# Christina Aguilera – Comeback-Versuch in Arbeit !!!



## Mandalorianer (31 Mai 2011)

*Christina Aguilera – Comeback-Versuch in Arbeit !!!​*
Als Star-Jury-Mitglied und Coach der neuen NBC-Casting-Show „The Voice“ hat Christina Aguilera den Blick von ihrem turbulenten Privatleben erfolgreich auf ihre Arbeit gelenkt. Die Gunst der Stunde möchte die Sängerin nutzen, um auch mit einem neuen Album durchzustarten.

Wie jetzt bekannt wurde, arbeitet sie wieder an einer neuen CD. Ihre letzte Scheibe „Bionic“ war gefloppt, worauf Christina die dazugehörige Tournee absagte . Gelingt ihr nun ein Comeback?

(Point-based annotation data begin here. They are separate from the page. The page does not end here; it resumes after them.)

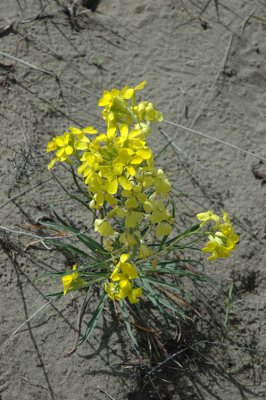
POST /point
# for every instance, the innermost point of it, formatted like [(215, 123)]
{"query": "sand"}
[(205, 66)]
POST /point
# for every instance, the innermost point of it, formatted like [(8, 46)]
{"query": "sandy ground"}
[(205, 66)]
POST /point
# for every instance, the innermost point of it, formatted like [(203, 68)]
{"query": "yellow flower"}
[(114, 291), (216, 247), (222, 242), (133, 295), (124, 271), (207, 216), (103, 227), (163, 229), (72, 281)]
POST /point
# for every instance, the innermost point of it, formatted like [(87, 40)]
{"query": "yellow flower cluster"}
[(128, 194), (222, 238)]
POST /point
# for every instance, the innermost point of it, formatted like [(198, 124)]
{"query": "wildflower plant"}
[(138, 258)]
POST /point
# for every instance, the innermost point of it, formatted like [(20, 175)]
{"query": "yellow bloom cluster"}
[(128, 194), (221, 242), (72, 281)]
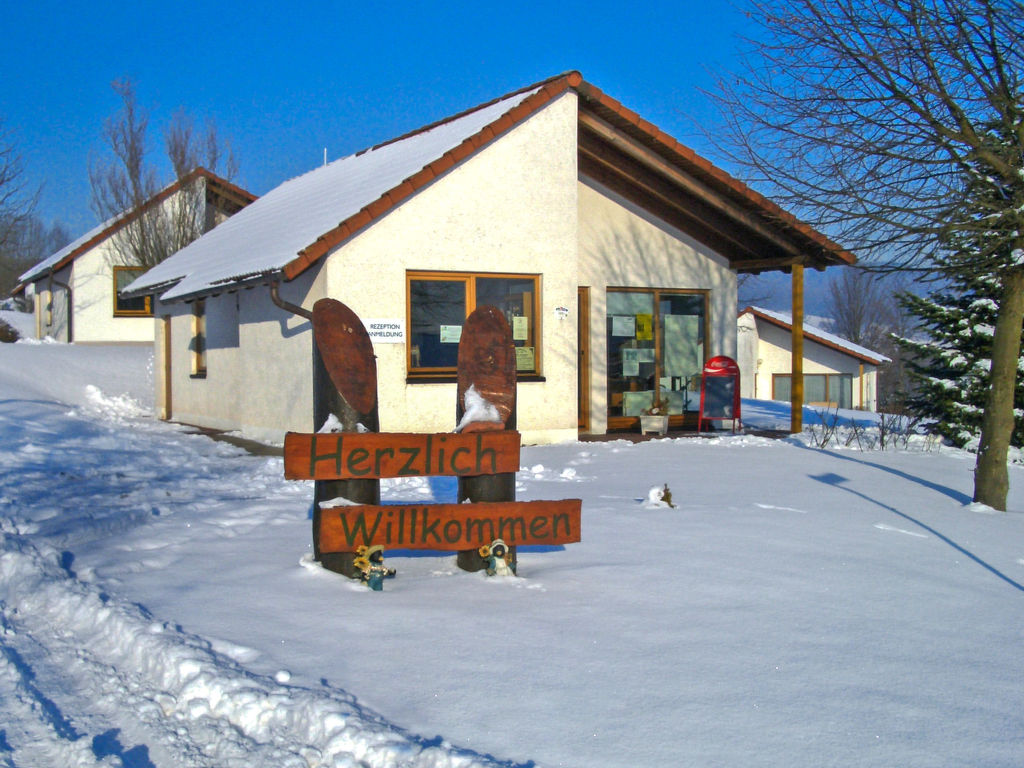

Bei ihren letzten CD-Veröffentlichungen hatte Christina mit verschiedenen Musikstilen experimentiert. Auch wenn der musikalische Anspruch vielleicht gestiegen war, kostete sie das Abweichen von ihrem ursprünglichen, sehr poppigen Stil viele Fans. 


X-Tinas Fangemeinde will offenbar nicht auf den typischen Sound der „alten“ Christina verzichten. Die Sängerin hat’s verstanden – und sich für ihr neues Album einen alten Bekannten ins Boot geholt: Starproduzent Scott Storch, der unter anderem hinter ihrem Mega-Hit „Fighter“ aus dem Jahr 2003 stand. Scott hat schon für etliche Stars Hits geschrieben und produziert, etwa für Justin Timberlake („Cry Me A River“), Pink („Family Portrait“), Beyoncé („Baby Boy“) oder Chris Brown („Run It“).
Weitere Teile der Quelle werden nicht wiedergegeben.